Over the past five years, Starboard has assumed board seats on four software companies: Comscore, Symantec, Commvault and eHealth. The average return for the four stocks since Starboard’s involvement is -37.8%; the longest holding, Comscore, has lost 94% of its value since Starboard began lending its expertise in July 2017.
It’s a sharp contrast to Starboard’s most famous success story. The activist hedge fund took over Darden Restaurants, owner of the Olive Garden chain, by winning all seats on its board in October 2014. The sweeping shareholder coup was preceded by a now-legendary 294-page presentation by Starboard that called, in granular detail, for such changes as changing the number and frequency of breadsticks served in the Italian restaurants. In the years after Starboard’s power play, Darden performed significantly better, boosting the hedge fund’s reputation. Darden stock is up nearly 200% under Starboard’s management.
It could be that the intricacies of the software business could be more complicated than counting breadsticks. Starboard essentially took over security software company Symantec (now Norton LifeLock) in November 2018, and Starboard Managing Member and Head of Research Peter Feld continues to sit on its board. Yet after a series of asset sales and restructurings, Norton stock is almost flat since then – a period during which the broad stock market is up nearly 50%, even including this year’s correction.
A High Stakes Game
The playbook for Starboard is fairly standard: the hedge fund declares a stake in a company in an SEC filing, then quickly moves to force change – often with a letter or presentation outlining its diagnosis of the company’s supposed underperformance. In January 2022, for example, Starboard declared a 7.3% stake in aerospace and defense tech giant Mercury Systems. At the same time, it demanded the company drop its shareholders’ rights plan and pushed for greater corporate control. The next step, if history is any guide: Starboard will nominate its own slate of nominees for Mercury Systems’ board and present detailed proposals promising impressive returns if Starboard gains control.

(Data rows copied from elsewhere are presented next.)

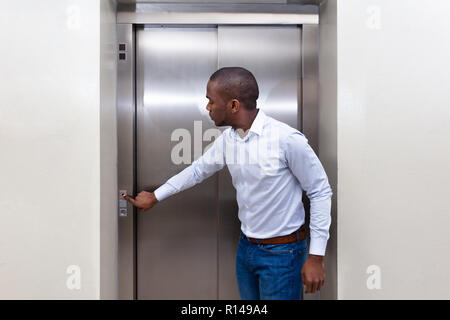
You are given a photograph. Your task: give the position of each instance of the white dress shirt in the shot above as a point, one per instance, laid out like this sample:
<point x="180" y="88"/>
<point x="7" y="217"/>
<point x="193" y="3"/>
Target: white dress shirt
<point x="270" y="167"/>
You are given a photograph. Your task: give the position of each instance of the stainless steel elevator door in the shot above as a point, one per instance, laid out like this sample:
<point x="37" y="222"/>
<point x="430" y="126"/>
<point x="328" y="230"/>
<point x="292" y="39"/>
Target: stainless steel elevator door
<point x="186" y="245"/>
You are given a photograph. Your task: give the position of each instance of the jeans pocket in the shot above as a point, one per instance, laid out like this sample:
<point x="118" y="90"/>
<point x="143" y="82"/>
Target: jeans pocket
<point x="280" y="249"/>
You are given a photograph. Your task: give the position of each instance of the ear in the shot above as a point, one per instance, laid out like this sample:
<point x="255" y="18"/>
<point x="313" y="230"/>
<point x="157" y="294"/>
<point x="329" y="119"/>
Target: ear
<point x="235" y="105"/>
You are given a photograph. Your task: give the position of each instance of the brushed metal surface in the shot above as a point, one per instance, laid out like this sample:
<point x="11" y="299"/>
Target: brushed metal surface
<point x="217" y="13"/>
<point x="126" y="152"/>
<point x="186" y="245"/>
<point x="177" y="239"/>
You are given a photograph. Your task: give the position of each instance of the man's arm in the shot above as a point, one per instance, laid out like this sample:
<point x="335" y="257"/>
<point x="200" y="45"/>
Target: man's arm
<point x="205" y="166"/>
<point x="305" y="165"/>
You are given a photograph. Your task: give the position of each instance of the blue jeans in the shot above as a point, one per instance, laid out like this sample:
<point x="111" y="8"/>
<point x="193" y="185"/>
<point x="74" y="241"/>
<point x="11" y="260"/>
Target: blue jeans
<point x="270" y="271"/>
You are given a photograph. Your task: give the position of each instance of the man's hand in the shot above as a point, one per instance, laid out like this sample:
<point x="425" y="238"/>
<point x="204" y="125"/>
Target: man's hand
<point x="313" y="273"/>
<point x="144" y="200"/>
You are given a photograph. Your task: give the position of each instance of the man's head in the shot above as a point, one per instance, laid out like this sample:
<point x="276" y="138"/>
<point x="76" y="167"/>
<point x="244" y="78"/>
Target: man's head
<point x="232" y="92"/>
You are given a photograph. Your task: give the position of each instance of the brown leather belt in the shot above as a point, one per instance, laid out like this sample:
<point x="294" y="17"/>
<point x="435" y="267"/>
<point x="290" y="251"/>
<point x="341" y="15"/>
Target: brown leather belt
<point x="283" y="239"/>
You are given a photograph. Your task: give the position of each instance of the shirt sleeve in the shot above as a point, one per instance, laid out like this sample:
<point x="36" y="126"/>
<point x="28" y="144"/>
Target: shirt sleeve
<point x="205" y="166"/>
<point x="306" y="166"/>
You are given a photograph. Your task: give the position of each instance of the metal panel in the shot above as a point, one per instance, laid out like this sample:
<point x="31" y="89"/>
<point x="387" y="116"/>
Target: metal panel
<point x="126" y="152"/>
<point x="272" y="54"/>
<point x="310" y="81"/>
<point x="216" y="13"/>
<point x="177" y="239"/>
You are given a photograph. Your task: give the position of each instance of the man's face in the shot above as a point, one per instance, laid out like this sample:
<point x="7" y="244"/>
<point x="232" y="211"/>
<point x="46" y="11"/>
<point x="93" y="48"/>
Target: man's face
<point x="216" y="106"/>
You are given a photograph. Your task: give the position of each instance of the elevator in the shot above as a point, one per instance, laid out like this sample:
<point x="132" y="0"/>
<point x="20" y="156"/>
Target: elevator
<point x="185" y="247"/>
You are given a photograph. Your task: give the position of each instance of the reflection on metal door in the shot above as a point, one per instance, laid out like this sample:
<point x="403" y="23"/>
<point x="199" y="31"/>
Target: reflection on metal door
<point x="186" y="245"/>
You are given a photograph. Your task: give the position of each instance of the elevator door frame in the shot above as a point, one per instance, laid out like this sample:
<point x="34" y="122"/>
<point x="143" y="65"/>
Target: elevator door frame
<point x="126" y="113"/>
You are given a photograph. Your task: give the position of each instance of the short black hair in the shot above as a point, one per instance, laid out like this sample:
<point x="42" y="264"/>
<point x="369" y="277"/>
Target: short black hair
<point x="237" y="83"/>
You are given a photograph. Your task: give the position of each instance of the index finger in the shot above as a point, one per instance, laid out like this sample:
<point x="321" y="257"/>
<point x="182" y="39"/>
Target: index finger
<point x="130" y="200"/>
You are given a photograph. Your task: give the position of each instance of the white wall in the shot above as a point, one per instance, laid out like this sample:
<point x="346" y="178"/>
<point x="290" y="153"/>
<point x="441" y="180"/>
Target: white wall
<point x="54" y="112"/>
<point x="393" y="138"/>
<point x="327" y="132"/>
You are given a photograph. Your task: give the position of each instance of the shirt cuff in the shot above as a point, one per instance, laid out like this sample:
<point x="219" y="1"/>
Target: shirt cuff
<point x="163" y="192"/>
<point x="318" y="246"/>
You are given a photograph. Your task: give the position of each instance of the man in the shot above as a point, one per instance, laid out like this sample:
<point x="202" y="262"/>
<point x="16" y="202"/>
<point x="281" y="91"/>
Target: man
<point x="270" y="164"/>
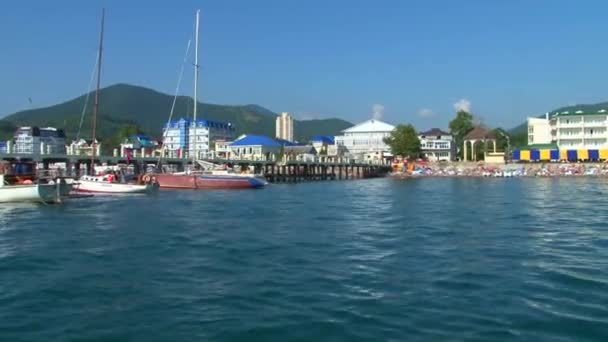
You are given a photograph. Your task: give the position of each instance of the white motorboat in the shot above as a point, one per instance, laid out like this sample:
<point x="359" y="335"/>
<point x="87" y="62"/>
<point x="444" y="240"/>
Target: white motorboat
<point x="106" y="184"/>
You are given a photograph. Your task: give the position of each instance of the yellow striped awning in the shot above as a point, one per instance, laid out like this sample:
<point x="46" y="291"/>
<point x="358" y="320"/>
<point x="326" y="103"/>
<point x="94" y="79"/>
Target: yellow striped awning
<point x="583" y="154"/>
<point x="545" y="154"/>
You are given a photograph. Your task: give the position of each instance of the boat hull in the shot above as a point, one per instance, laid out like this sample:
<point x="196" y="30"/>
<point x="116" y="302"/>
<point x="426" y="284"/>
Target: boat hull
<point x="35" y="193"/>
<point x="113" y="188"/>
<point x="209" y="181"/>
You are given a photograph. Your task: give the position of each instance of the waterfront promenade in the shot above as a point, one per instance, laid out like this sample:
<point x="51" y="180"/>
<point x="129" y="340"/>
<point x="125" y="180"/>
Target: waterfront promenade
<point x="288" y="170"/>
<point x="481" y="169"/>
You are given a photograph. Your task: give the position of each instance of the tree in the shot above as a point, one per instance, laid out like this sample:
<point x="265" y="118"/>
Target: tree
<point x="404" y="141"/>
<point x="460" y="126"/>
<point x="124" y="132"/>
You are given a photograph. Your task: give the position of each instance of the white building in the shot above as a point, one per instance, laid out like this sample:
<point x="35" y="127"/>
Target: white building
<point x="178" y="136"/>
<point x="83" y="147"/>
<point x="539" y="131"/>
<point x="437" y="145"/>
<point x="34" y="140"/>
<point x="572" y="129"/>
<point x="366" y="138"/>
<point x="284" y="127"/>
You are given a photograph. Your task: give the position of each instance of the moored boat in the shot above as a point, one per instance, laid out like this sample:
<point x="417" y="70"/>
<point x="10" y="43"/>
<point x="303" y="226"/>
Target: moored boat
<point x="210" y="176"/>
<point x="18" y="183"/>
<point x="107" y="184"/>
<point x="212" y="179"/>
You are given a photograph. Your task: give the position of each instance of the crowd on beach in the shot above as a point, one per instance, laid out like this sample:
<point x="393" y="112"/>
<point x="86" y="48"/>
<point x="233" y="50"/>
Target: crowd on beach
<point x="501" y="170"/>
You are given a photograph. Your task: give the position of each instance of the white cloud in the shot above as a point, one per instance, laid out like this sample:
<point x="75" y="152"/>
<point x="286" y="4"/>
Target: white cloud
<point x="425" y="113"/>
<point x="377" y="111"/>
<point x="463" y="104"/>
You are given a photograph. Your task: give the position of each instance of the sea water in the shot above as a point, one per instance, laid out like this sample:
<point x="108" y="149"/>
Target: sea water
<point x="371" y="260"/>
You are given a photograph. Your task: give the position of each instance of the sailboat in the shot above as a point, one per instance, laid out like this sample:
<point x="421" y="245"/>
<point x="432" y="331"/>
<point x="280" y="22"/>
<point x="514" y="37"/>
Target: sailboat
<point x="109" y="183"/>
<point x="210" y="176"/>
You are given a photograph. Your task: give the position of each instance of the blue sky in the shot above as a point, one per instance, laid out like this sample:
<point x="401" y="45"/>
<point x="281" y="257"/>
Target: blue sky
<point x="413" y="59"/>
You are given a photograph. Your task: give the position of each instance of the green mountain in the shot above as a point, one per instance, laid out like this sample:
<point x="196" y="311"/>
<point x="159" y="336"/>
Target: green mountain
<point x="124" y="104"/>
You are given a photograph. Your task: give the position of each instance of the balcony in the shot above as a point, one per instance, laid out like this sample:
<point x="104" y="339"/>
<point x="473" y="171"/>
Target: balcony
<point x="596" y="124"/>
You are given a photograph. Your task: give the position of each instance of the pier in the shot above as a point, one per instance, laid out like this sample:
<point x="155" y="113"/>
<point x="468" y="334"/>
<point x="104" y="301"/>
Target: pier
<point x="285" y="171"/>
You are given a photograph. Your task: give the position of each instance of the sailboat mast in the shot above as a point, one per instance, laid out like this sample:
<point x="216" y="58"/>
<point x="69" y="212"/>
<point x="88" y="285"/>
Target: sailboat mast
<point x="196" y="83"/>
<point x="96" y="104"/>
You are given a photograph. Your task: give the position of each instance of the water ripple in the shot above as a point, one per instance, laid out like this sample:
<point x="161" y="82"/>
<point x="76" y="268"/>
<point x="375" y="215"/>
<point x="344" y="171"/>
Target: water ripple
<point x="415" y="260"/>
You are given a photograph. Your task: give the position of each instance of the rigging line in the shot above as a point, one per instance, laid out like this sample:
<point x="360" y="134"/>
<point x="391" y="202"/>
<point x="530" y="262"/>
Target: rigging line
<point x="86" y="100"/>
<point x="179" y="81"/>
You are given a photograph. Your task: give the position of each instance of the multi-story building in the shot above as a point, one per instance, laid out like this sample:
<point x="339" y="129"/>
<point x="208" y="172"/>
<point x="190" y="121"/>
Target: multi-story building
<point x="284" y="127"/>
<point x="178" y="136"/>
<point x="572" y="129"/>
<point x="35" y="140"/>
<point x="437" y="145"/>
<point x="366" y="138"/>
<point x="82" y="147"/>
<point x="539" y="131"/>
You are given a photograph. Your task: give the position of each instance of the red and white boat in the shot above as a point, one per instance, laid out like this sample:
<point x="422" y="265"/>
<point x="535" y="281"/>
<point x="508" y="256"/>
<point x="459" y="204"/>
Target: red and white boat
<point x="211" y="179"/>
<point x="107" y="184"/>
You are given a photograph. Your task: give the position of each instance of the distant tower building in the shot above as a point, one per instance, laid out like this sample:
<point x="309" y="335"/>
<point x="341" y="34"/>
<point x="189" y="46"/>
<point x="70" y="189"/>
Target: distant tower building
<point x="285" y="127"/>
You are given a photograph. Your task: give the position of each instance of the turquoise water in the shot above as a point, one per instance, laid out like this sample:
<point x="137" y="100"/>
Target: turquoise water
<point x="373" y="260"/>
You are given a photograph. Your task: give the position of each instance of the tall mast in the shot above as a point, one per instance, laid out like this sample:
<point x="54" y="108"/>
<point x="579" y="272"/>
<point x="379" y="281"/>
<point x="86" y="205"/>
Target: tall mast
<point x="96" y="105"/>
<point x="196" y="83"/>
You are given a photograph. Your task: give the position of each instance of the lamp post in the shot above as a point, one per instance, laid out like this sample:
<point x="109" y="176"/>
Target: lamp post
<point x="508" y="144"/>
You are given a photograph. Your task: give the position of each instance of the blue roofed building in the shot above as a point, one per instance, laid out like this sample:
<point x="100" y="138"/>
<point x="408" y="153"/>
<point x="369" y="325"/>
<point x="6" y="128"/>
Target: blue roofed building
<point x="178" y="136"/>
<point x="322" y="143"/>
<point x="257" y="147"/>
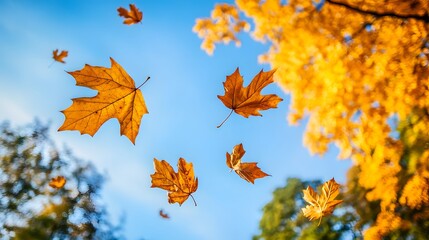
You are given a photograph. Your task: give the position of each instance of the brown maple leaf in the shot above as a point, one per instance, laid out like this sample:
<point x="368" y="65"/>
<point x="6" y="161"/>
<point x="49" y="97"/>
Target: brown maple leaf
<point x="248" y="100"/>
<point x="117" y="98"/>
<point x="247" y="171"/>
<point x="321" y="205"/>
<point x="59" y="57"/>
<point x="179" y="185"/>
<point x="131" y="17"/>
<point x="57" y="182"/>
<point x="163" y="215"/>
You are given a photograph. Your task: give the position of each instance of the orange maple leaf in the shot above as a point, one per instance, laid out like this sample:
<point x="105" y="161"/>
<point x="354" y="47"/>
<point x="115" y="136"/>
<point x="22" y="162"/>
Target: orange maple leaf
<point x="57" y="182"/>
<point x="247" y="171"/>
<point x="321" y="205"/>
<point x="248" y="100"/>
<point x="131" y="17"/>
<point x="163" y="214"/>
<point x="59" y="57"/>
<point x="179" y="185"/>
<point x="117" y="98"/>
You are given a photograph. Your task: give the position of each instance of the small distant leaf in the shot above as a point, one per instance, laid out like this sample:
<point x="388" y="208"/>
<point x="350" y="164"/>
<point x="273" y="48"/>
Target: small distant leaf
<point x="57" y="182"/>
<point x="131" y="17"/>
<point x="248" y="100"/>
<point x="179" y="185"/>
<point x="59" y="57"/>
<point x="321" y="205"/>
<point x="163" y="215"/>
<point x="247" y="171"/>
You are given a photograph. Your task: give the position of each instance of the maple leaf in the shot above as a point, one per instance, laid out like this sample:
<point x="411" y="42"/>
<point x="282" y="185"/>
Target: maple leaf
<point x="321" y="205"/>
<point x="131" y="17"/>
<point x="117" y="98"/>
<point x="59" y="57"/>
<point x="248" y="100"/>
<point x="247" y="171"/>
<point x="163" y="215"/>
<point x="179" y="185"/>
<point x="57" y="182"/>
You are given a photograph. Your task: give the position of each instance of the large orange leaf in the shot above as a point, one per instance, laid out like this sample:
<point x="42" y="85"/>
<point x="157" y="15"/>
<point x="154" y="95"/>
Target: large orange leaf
<point x="179" y="185"/>
<point x="248" y="100"/>
<point x="131" y="17"/>
<point x="247" y="171"/>
<point x="321" y="205"/>
<point x="59" y="57"/>
<point x="117" y="97"/>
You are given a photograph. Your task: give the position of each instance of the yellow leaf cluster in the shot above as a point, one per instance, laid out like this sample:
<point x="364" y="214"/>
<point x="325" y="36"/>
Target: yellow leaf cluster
<point x="323" y="204"/>
<point x="223" y="26"/>
<point x="354" y="69"/>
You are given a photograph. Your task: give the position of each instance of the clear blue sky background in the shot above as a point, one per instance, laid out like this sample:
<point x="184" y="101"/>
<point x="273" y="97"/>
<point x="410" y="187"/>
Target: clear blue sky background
<point x="183" y="111"/>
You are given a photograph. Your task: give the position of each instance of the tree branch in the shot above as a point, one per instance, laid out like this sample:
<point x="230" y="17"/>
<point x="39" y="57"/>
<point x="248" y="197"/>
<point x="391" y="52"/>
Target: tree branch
<point x="424" y="17"/>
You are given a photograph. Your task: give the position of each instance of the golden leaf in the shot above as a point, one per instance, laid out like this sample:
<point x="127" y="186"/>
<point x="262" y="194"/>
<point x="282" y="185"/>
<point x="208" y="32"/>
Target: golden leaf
<point x="179" y="185"/>
<point x="131" y="17"/>
<point x="117" y="98"/>
<point x="247" y="171"/>
<point x="163" y="215"/>
<point x="57" y="182"/>
<point x="248" y="100"/>
<point x="321" y="205"/>
<point x="59" y="57"/>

But observers are starting to question who benefits from these attacks: shareholders, or the activist hedge fund?
While the push for profits from an activist shareholder may sound like a win-win situation for companies and their staff, this often means prioritizing short-term wins over longer-term strategies for business success. The self-serving approach taken by Starboard and other activists has led to less than stellar track records of creating flourishing businesses. The Harvard Business Review reported that once activist hedge funds take over a company, “activists reduce employee headcount by an average of 12%, while R&D gets cut by more than half.”
Experts who specialize in helping companies fight hedge funds like Starboard Value warn that activist investors risk losing everything when they remove key experienced directors or upend long-term COVID recovery strategies. Overreaching for a win in the post-pandemic crisis, says Sabastian Niles of Wachtell, Lipton, Rosen & Katz to CNCBC, will ultimately mean Starboard (and others like it) will be remembered as “failing to meet the moment.”
Indeed, history may look back at this moment as a turning point when shareholders woke up to the failure of activist hedge funds to keep their promises and, like consumers dealing with spam marketing, hit “unsubscribe.”